On a attendu dix-huit ans pour ce moment. Dix-huit ans de galères, de faux espoirs, de "l'année prochaine ce sera la bonne". Dix-huit ans à regarder Lyon empiler les titres (sept d'affilée, la plaie), Bordeaux rafler le championnat, le PSG monter en puissance. Dix-huit ans à se demander si l'OM reverrait un jour le sommet du football français.
Et le voilà, le sommet. Le Vélodrome explose, les fumigènes crèvent le ciel, "aux armes" résonne comme jamais. Deschamps, sur la pelouse, a ce sourire discret de ceux qui savaient que ça arriverait parce qu'ils avaient tout fait pour. Mandanda, éternel sourire, brandit le trophée devant le virage sud. Niang, meilleur buteur du club cette saison-là, savoure avec la sérénité du travail accompli. Lucho González, qui a connu Porto, les soirées de C1, les titres au Portugal, dit que l'ambiance du Vélodrome ce soir-là dépasse tout ce qu'il a vécu.
Ce que ce titre représente
Le championnat 2010, c'est bien plus qu'une ligne au palmarès. C'est la preuve que l'OM pouvait encore gagner. Après la descente en D2, après l'ère Diouf, après les années de transition et de médiocrité, après les promesses non tenues et les mercatos ratés, ce titre a restauré quelque chose de profond. L'idée que Marseille, quoi qu'il arrive, finit toujours par revenir.
Deschamps y a laissé sa marque d'une manière particulière. En 1993, il soulevait la C1 en tant que capitaine. En 2010, il ramène le titre de champion en tant qu'entraîneur. Peu d'hommes dans l'histoire du club ont eu cette double empreinte.
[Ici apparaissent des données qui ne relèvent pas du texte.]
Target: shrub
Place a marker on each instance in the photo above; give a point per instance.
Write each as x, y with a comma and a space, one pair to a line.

Il a pris un groupe de joueurs talentueux mais pas encore champions et il en a fait une équipe. Pas une somme d'individualités brillantes, une vraie équipe, avec une colonne vertébrale, une identité, une discipline.
Le doublé Ligue 1 - Coupe de la Ligue, c'est aussi le dernier grand moment de gloire domestique de l'OM avant que le Qatar ne débarque au PSG et ne change les règles du jeu. En 2010, on pouvait encore gagner le championnat avec un bon groupe, un bon entraîneur et un stade en feu. La suite de l'histoire prouverait que cette fenêtre était en train de se refermer.
Mais ça, en mai 2010, personne n'y pensait. On fêtait. On chantait. On pleurait, peut-être un peu. Dix-huit ans, c'est long. Assez long pour qu'une génération entière de supporters n'ait jamais connu ça. Des gamins de 18 ans qui n'avaient jamais vu l'OM champion. Ce soir-là, ils ont compris ce que leurs parents leur racontaient depuis toujours. Que quand l'OM gagne, c'est pas juste un club qui gagne. C'est toute une ville qui décolle.